THE two Hellfire missiles slammed into their target just before dawn.

Back at CIA headquarters in Langley only the "reachback operators" – the men with joysticks sitting at monitors controlling the pilotless drone – and the intelligence officers standing alongside, would have witnessed the last moments in the life of Abu Yahya al-Libi.

Perhaps they saw some al-Qaeda men on the ground looking skywards having heard the buzzing sound of the "machay" – meaning "wasps" – as locals in the Pashtun language of Pakistan's North Waziristan Province have nicknamed the drones.

Had the terrorists realised they, too, were under imminent attack, the CIA officers might also have seen them run for cover. Drone operators refer to those fleeing the kill zone as "squirters".

Whatever happened in those final moments last Tuesday the outcome we know for certain. The compound and vehicle targeted by the drone's missiles in the village of Hesokhel, near Miranshah, were eviscerated along with Abu Yahya al-Libi.

Known as the "gatekeeper" because of his role as the conduit between the terrorist group's leadership and its footsoldiers, Libi was al-Qaeda's second in command and a "high value" CIA target.

As with every drone strike operation, the go-ahead for Libi's assassination would have been made at the very highest level, by President Barack Obama.

At least once a week – "Terror Tuesday" – at the White House Situation Room, Obama is said to meet with US intelligence heads during which he pores over lists and portrait pictures nicknamed "baseball cards" of possible terrorist targets.

Ultimately, it is Obama himself that will make the grim call on who will be targeted from the "kill list", but not before an often lengthy and rigorous inter-agency process that could involve the Pentagon, the state department, CIA and the National Security Council.

While individual cases can be debated for weeks, the exchange of intelligence and views leads to "nominations" for death-marked finalists leading to the "personality strikes" that kill them.

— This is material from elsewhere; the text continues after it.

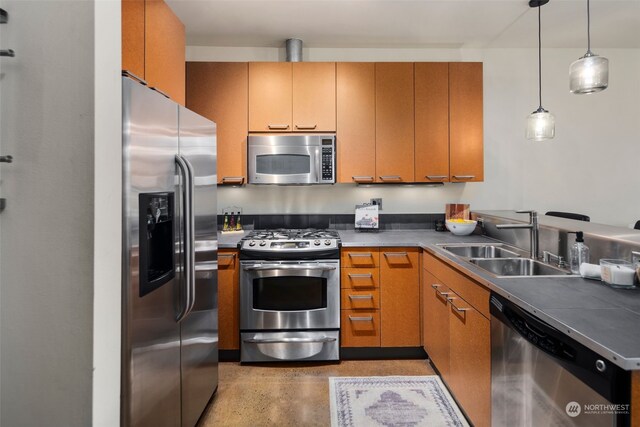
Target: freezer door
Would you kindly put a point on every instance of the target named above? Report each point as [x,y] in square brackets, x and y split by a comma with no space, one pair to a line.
[151,335]
[199,330]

Then there are those known as "signature strikes" or "crowd kills" that target a group of people whose names may not be known but whose behaviour and activities monitored from drone aerial surveillance pictures show them to be a danger.

The US government runs two drone programmes. There is the military version, operating in recognised war zones and publicly acknowledged as an extension of conventional warfare, in that it targets enemies of US troops in the battlefield.

Then there is the much more controversial, covert CIA programme cloaked in secrecy and aimed at terrorist suspects even in countries where no US troops are deployed.

In his book Kill Or Capture: The War On Terror And The Soul Of The Obama Presidency, author Daniel Klaidman describes how Obama along with James "Hoss" Cartwright, the four-star Marine general and vice-chairman of the Joint Chiefs and top counter-terrorism aide, John Brennan, form a kind of special troika on targeted killings. For this decision-making trio, security and operational considerations often mean there is little time for lengthy debate and a call has to be made quickly.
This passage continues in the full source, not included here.